Bernie in Waterloo Iowa

Health Care Affordability Town Hall

Where Did HMO's Come From?

Michael Moore narrates the historical Nixon White House decision to implement profit-making HMO health care system.

Michael Moore: Where did the HMO's start?

We have now narrowed down the vice-president's problems on this thing to one issue, and that is should we include these health maintenance organizations like Edgar Kaiser's Permanente thing.

Nixon: Now let me ask you, you know I'm not too keen on any of these damn medical programs.

This is a private enterprise one.

Nixon: Well that appeals to me.

Edgar Kaiser is running his Permanente deal for profit. And the reason he can do it -- I had Edgar Kaiser come in and talk to me about this. And I went into it to some depth. All of the incentives are toward less medical care. Because the less care they give them, the more money they make.

Nixon: Fine.

And the incentives run the right way.

Nixon: Not bad.


NIXON: I AM PROPOSING TODAY A NEW NATIONAL HEALTH STRATEGY. The purpose of this program is simply this: I want America to have the finest health care in the world. And I want every American to be able to have that care when he needs it.


Michael Moore: The plan hatched between Nixon and Edgar Kaiser worked. In the ensuing years patients were given less and less care.

Newscaster: Bigger log jams and less and less medical care...

Been here 18 hours, since 7 this morning.

What looks cramped and unsightly can also be dangerous.

Michael Moore: While the health insurance companies became wealthy, the system was broken.

Medicare And You

Standard Medicare is not a substitute for Medicare For All

Medicare For All has to be one of the top half dozen most important topics in Election 2020. While Biden would like to screw you over with a tweak of the ACA (ObamaCareLess) program, do not let that happen.

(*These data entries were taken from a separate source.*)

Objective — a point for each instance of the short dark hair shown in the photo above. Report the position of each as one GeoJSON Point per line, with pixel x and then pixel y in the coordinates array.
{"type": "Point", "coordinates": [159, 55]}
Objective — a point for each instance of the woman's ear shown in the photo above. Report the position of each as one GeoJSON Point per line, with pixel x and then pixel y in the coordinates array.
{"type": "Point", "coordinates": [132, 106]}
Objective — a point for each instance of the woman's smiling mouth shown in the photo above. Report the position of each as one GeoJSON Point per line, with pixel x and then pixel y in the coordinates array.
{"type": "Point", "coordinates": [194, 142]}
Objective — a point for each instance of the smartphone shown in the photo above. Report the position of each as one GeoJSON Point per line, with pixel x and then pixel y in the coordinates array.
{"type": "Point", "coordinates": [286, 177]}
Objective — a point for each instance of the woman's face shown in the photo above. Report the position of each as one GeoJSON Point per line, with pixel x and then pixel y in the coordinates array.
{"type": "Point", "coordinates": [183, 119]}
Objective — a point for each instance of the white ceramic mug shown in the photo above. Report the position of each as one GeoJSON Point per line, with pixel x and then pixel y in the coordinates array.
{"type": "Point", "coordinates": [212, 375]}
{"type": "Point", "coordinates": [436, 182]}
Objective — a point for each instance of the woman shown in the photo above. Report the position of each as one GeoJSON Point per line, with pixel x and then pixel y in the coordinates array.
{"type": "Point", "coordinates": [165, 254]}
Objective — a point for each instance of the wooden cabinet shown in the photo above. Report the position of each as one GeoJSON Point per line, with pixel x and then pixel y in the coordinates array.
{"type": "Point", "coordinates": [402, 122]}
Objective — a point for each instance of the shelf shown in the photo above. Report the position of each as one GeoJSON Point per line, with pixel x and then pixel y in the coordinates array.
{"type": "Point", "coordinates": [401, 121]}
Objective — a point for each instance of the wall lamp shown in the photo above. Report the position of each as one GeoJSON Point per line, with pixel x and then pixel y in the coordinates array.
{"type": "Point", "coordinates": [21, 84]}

Here is one person's comment on the switch to ACA:

[I'm] self employed, my rates went from $250/month to $844/month, my deductible went from $2500.00 to $6500,00. [Obama] killed the middle class.

Do not let anyone tell you an eligibility extension to Medicare instead of Medicare For All is acceptable. It is not. Standard Medicare has co-pays, there are deductibles, and it does not cover much of anything along the lines of preventative care other than an annual check up which I believe exists so the government can estimate how much longer you have to live.

I obtained a copy of the 2020 edition of the book the government sends annually to people eligible for Medicare. It is called Medicare And You. I present it here as a pdf. so you can see for yourself that it is not an acceptable substitute for MEDICARE FOR ALL.

There was more to the book! The rest of it was information pertaining to states' myriad of supplemental insurance programs, which naturally add to the cost.